More than 150 officers from the Capitol Police; the Metropolitan Police of Washington, D.C.; and other agencies suffered injuries on Jan. 6 in scenes of hand-to-hand combat. A bipartisan Senate report found that at least seven people, including three police officers, had lost their lives in connection with the Jan. 6 attack.

The same day as Mr. Carlson’s segment, the Justice Department released its latest data from the Capitol attack investigation. More than 999 defendants have been arrested in nearly all 50 states and the District of Columbia, including 326 defendants who have been charged with assaulting, resisting, or impeding officers or employees. Those include approximately 106 individuals who have been charged with using a deadly or dangerous weapon or causing serious bodily injury to an officer, the agency said.

But House Republican leaders cheered Mr. Carlson’s work, as many of them accused the House select committee that investigated the Jan. 6 attack, which had recommended criminal referrals for Mr. Trump and his allies and condemned the conduct of Republicans who attempted to help overturn the 2020 election, of mistreating them.

“Last night, @TuckerCarlson confirmed what I’ve been saying for well over a year,” Representative Elise Stefanik of New York, the No. 3 Republican, said in a tweet. “Nancy Pelosi’s sham, unconstitutional Jan 6th Committee was nothing more than a political witch-hunt designed to punish the radical Far Left’s political opponents.”

Mr. McCarthy said on Tuesday evening that he had not watched the segment, but he defended his decision to give Mr.
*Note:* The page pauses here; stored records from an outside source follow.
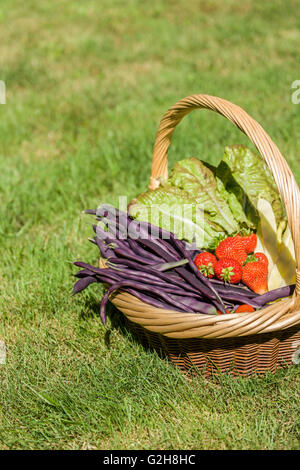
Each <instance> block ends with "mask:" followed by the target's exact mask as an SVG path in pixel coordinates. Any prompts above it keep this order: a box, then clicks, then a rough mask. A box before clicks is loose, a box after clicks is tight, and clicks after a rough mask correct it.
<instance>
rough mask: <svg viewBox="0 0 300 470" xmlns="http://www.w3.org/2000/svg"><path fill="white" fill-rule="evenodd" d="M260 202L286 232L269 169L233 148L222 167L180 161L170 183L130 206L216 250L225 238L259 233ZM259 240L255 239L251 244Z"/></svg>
mask: <svg viewBox="0 0 300 470" xmlns="http://www.w3.org/2000/svg"><path fill="white" fill-rule="evenodd" d="M261 198H265V200H267V201H268V202H269V203H270V205H271V207H272V210H273V211H274V214H275V220H276V223H278V224H281V226H282V230H283V229H284V228H285V226H286V215H285V211H284V208H283V205H282V202H281V199H280V195H279V193H278V190H277V186H276V184H275V181H274V178H273V176H272V174H271V173H270V171H269V169H268V167H267V165H266V164H265V163H264V161H263V160H262V158H261V157H260V156H258V155H257V154H255V153H254V152H252V151H251V150H249V149H247V148H246V147H244V146H232V147H225V151H224V156H223V158H222V160H221V162H220V164H219V165H218V167H214V166H212V165H209V164H208V163H205V162H202V161H201V160H199V159H197V158H194V157H192V158H187V159H185V160H182V161H180V162H178V163H177V164H176V165H175V166H174V168H173V170H172V172H171V175H170V177H169V178H168V180H161V181H160V185H159V187H158V188H157V189H154V190H148V191H146V192H144V193H142V194H140V195H139V196H137V197H136V199H134V200H133V201H132V202H131V204H130V206H129V214H130V215H131V216H132V217H133V218H136V219H137V220H140V221H147V222H151V223H152V224H154V225H156V226H160V227H162V228H164V229H166V230H169V231H172V232H173V233H174V234H175V235H176V236H177V237H178V238H179V239H184V240H186V241H188V242H190V243H191V242H193V241H195V242H196V246H198V247H201V248H202V249H211V248H212V247H213V246H214V244H215V242H216V240H219V237H220V236H221V237H223V238H226V237H228V236H233V235H235V234H237V233H241V232H247V231H252V232H253V231H255V230H256V229H257V226H258V223H259V220H260V213H259V210H258V201H259V199H261ZM255 237H256V236H255V234H254V235H251V238H252V241H254V239H255ZM254 249H255V247H254V248H253V249H250V248H249V249H248V250H246V251H247V252H248V253H251V252H253V251H254ZM259 251H262V250H259Z"/></svg>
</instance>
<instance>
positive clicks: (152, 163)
mask: <svg viewBox="0 0 300 470" xmlns="http://www.w3.org/2000/svg"><path fill="white" fill-rule="evenodd" d="M197 108H199V109H202V108H204V109H210V110H212V111H215V112H217V113H219V114H221V115H223V116H224V117H226V118H227V119H228V120H229V121H231V122H232V123H234V124H235V125H236V126H237V127H238V128H239V129H240V130H241V131H242V132H244V133H245V134H246V135H247V136H248V137H249V138H250V140H251V141H252V143H253V144H254V145H255V147H256V148H257V149H258V151H259V152H260V154H261V156H262V157H263V158H264V160H265V161H266V163H267V165H268V167H269V168H270V170H271V172H272V173H273V175H274V178H275V181H276V183H277V186H278V189H279V192H280V195H281V198H282V200H283V202H284V204H285V207H286V213H287V218H288V223H289V227H290V229H291V233H292V237H293V242H294V246H295V254H296V265H297V271H296V288H295V291H294V294H293V296H292V297H291V298H288V299H284V300H281V301H279V302H275V303H274V304H272V305H270V306H268V307H267V308H264V309H263V310H259V311H256V312H251V313H244V314H241V313H239V314H228V315H219V316H211V315H204V314H201V315H195V314H194V313H191V314H189V313H178V312H176V311H173V310H165V309H159V308H155V307H153V306H151V305H149V304H147V303H144V302H142V301H141V300H139V299H137V298H136V297H134V296H133V295H131V294H128V293H126V292H122V291H119V292H118V293H116V294H115V295H113V296H112V297H111V301H112V302H113V304H114V305H115V306H116V307H117V308H118V309H119V310H120V311H121V312H122V313H123V314H124V315H125V316H126V317H127V319H128V320H129V324H130V326H131V328H132V330H133V332H134V333H135V334H136V335H137V337H138V338H139V339H140V340H141V341H142V343H143V344H145V345H147V346H150V347H151V348H154V349H155V350H157V351H158V352H160V353H162V354H163V355H167V357H169V359H170V360H171V361H172V362H173V363H174V364H176V365H177V366H178V367H179V368H180V369H182V370H184V371H185V372H187V373H189V372H190V371H191V370H192V369H193V368H194V369H201V370H203V372H204V374H205V375H206V376H210V375H212V374H213V373H214V372H217V371H218V372H230V373H231V374H232V375H240V376H243V377H244V376H248V375H251V374H254V373H256V374H261V373H265V372H266V371H271V372H274V371H275V370H276V369H277V368H278V367H283V366H287V365H290V364H292V363H293V362H294V361H293V358H295V357H296V356H297V348H298V351H299V347H300V271H298V266H299V261H300V245H299V240H300V232H299V220H300V192H299V187H298V185H297V183H296V180H295V178H294V176H293V174H292V172H291V170H290V168H289V166H288V164H287V162H286V161H285V159H284V158H283V156H282V155H281V153H280V151H279V150H278V148H277V147H276V145H275V144H274V143H273V142H272V140H271V139H270V137H269V136H268V134H267V133H266V132H265V131H264V129H263V128H262V127H261V126H260V125H259V124H258V123H257V122H256V121H255V120H254V119H252V118H251V117H250V116H249V115H248V114H247V113H246V112H245V111H244V110H243V109H241V108H240V107H238V106H236V105H234V104H232V103H230V102H229V101H226V100H224V99H221V98H217V97H214V96H209V95H192V96H188V97H187V98H184V99H182V100H180V101H178V102H177V103H176V104H175V105H174V106H172V107H171V108H170V109H169V110H168V111H167V113H166V114H165V115H164V116H163V118H162V120H161V122H160V125H159V129H158V132H157V135H156V140H155V145H154V152H153V161H152V173H151V178H150V185H149V187H150V188H152V189H154V188H156V187H158V186H159V177H161V176H163V177H165V178H167V177H168V161H167V151H168V148H169V145H170V139H171V137H172V134H173V131H174V129H175V127H176V126H177V124H179V122H180V121H181V119H182V118H183V117H184V116H185V115H186V114H188V113H189V112H190V111H192V110H194V109H197Z"/></svg>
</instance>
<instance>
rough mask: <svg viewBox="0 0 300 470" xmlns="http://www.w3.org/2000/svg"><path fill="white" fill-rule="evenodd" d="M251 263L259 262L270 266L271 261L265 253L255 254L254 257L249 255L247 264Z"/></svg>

Carlson the footage, stating that he wanted “transparency.”

Some Republican senators also praised Mr. Carlson, saying his report had provided a necessary alternative perspective on the riot.

Senator Ted Cruz, Republican of Texas, said Democrats and the media had “tried to use the violent acts of some to tarnish and attack the peaceful speech of many others, and I think it has been dishonest and partisan, and I think the American people deserve to have fuller context.”
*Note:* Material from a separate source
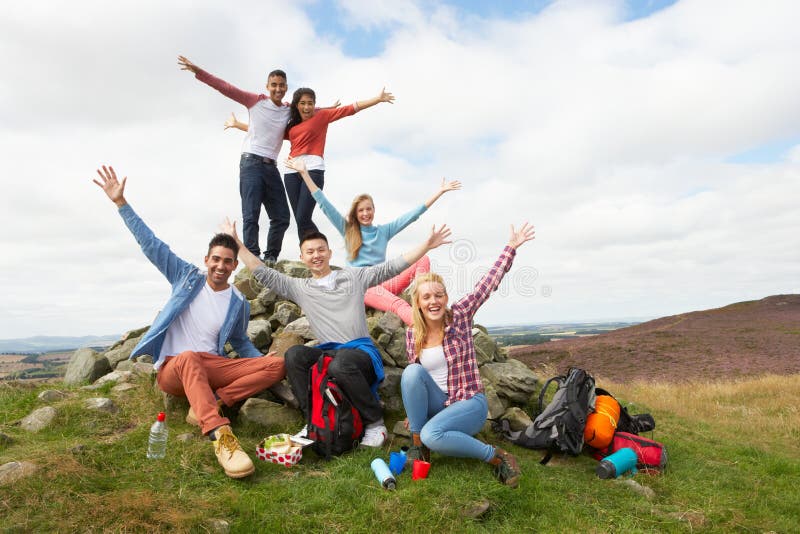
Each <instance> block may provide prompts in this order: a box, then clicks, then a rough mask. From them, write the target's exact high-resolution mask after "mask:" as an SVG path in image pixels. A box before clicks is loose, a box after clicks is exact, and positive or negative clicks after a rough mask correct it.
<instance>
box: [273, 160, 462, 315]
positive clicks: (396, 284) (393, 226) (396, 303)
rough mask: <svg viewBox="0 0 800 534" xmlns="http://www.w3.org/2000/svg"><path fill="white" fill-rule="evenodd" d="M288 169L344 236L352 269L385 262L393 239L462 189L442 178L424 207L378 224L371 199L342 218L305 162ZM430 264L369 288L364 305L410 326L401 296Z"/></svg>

Far-right House Republicans began mounting a wholesale effort to rewrite the history of what happened on Jan. 6 shortly after the attack, downplaying or outright denying the violence and deflecting efforts to investigate it. In Mr. Carlson, they have a powerful ally with high ratings.
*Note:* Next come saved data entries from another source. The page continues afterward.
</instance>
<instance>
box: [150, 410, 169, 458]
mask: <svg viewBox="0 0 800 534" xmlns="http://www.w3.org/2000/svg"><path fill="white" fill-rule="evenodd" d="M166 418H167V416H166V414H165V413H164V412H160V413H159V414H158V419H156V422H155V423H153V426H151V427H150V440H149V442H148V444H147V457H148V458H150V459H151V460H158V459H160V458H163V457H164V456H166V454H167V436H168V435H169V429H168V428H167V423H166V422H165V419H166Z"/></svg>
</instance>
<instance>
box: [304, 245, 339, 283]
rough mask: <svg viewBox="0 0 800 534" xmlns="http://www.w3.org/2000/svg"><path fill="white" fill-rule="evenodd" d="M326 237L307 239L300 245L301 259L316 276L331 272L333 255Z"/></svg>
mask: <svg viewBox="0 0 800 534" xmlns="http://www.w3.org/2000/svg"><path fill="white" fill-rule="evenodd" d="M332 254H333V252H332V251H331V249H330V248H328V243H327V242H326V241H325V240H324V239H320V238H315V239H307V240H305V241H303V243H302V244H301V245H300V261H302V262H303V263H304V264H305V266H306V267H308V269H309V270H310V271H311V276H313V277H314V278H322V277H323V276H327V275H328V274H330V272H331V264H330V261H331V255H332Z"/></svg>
But not all Republicans were pleased with his portrayal of the attack.

Senator Thom Tillis, Republican of North Carolina, used a barnyard epithet to describe Mr. Carlson’s depiction.

“When you see police barricades breached, when you see police officers assaulted?” Mr. Tillis said to CNN. “If you were just a tourist, you should have probably lined up at the visitor’s center.”

Senator Mike Rounds, Republican of South Dakota, said nothing Mr. Carlson aired changed the fact that the Jan. 6 riot was violent.

“I was here. I saw what happened. I saw the violence,” Mr. Rounds said. “And you know, I thought it was an insurrection at that time. I still think it was an insurrection today.”

Democrats, too, were outraged about Mr. Carlson’s report. Senator Chuck Schumer of New York, the majority leader, condemned it on the Senate floor Tuesday and called on Rupert Murdoch, the C.E.O. of News Corp., to block the host from running a second segment on Tuesday night.

He said Mr. McCarthy had played a “treacherous game” by collaborating with Mr. Carlson and his conspiracy theories, and called the broadcast “shameful.”

“By diving deep into the waters of conspiracy, and cherry-picking from thousands of hours of security footage, Mr. Carlson told the boldfaced lie that the Capitol attack, which we all saw with our own eyes, was somehow not an attack at all,” Mr. Schumer said.